Physical Layer Problem Example - Timing Error
Most of wireless communication (practically every wireless communication that I know) works in very strictly synchronized timing between transmitter and reciever. This timing synchronization requirement tend to get more and more strict as you go with higher end communication technology like LTE. In most case to meet this kind of timing requirement tend to be one of the most challenging task but in most case you would not even realize that this kind of problem exists mainly because most of these problems get resolved at early stage of modem development. By the time the product gets at your hand as a user or as test engineer, these problem would not be noticeable.
However if you are really motivated enough to get the first hand experience with this, I would suggest you to get involved in verification of early stage of modem development.
The issue is how to measure / detect this kind of timing error.
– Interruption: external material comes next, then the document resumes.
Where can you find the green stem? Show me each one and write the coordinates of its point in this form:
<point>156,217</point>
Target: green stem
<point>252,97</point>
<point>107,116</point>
Most of modem vendor and test equipment vendor provides a logging tools to print out this kind of timing error. If you process those log properly, you may plot the data as shown below.
However, most of those logging tool measures the timing error at baseband from the demodulated data (or after decoding). It means that the input signal went in out of sync to such a degree that proper demodulation is not possible. This kind of logging tool would not help. This is the most challenging cases where you should handle. At this step, you would need some additional equipment to measure the timing error. Following is a conceptual test setup for timing error. This is just a conceptual, in real situation you would not connect Spectrum Analyzer and Logic Analyzer at the same time. If you have very high performance digital oscilloscope, you may use it both for baseband and RF. Also for the accurate measurement, you would need a protocol test equipment that can output a trigger signal at every subframe and every frame.
One of the most common case where you would be struggled by these timing error would be in RACH procedure. Following is one of the examples of timing error measurement that I really experienced (Sorry I am not supposed to open the specific numbers here). If you have issues with reception of any of these signal, you may first to check DUT log or equipment log to see if you can find any clue. However, if you don't find anything from those log, you need to draw following diagram (or capture) from the additional measurement equipment as shown above.
Whenever I bring up this kind of timing error issue, I am asked 'what is the requirement for the timing error / tolerance'. Since I get involved this kind of situation just around once or twice at early modem development testing, I often spend hours to find this information from 3GPP spec and forget about it. When I am get into the same situation after several month, I would spend a couple of hours again to find the same information. Now I decided to put down the specification in my note here. Following is timing error requirement from 3GPP. Most of the protocol test equipment would allow the timing error from a few to over a few tens of times wider than this specification so that it can maintain the connection with the DUT even when the timing error gets slightly out of the specification. However, how much timing error is allowed is completely up to test equipment (Uplink case) or DUT (Dowlink case).
< 36.133 - Table 7.1.2-1: Te Timing Error Limit >
How to fix this kind of timing error ?
This also depends on the degree of the error. If the error is not so big (i.e, at least within the range of demodulation), it may be corrected (compensated) by the baseband algorithm (e.g, at equalization at the reciever side). In this case, the problem may be fixed in a few days or in a few weeks. However, if the degree of error, you often need to design a special circuit (like additional FPGA) for the timing adjustment. If your DUT board or modem does not have this kind of large scale timing adjustment, it would take additional month to design and add such a additional circuit. In worst case, you would need to add this kind of timing adjustment circuit on both transmitter and reciever side.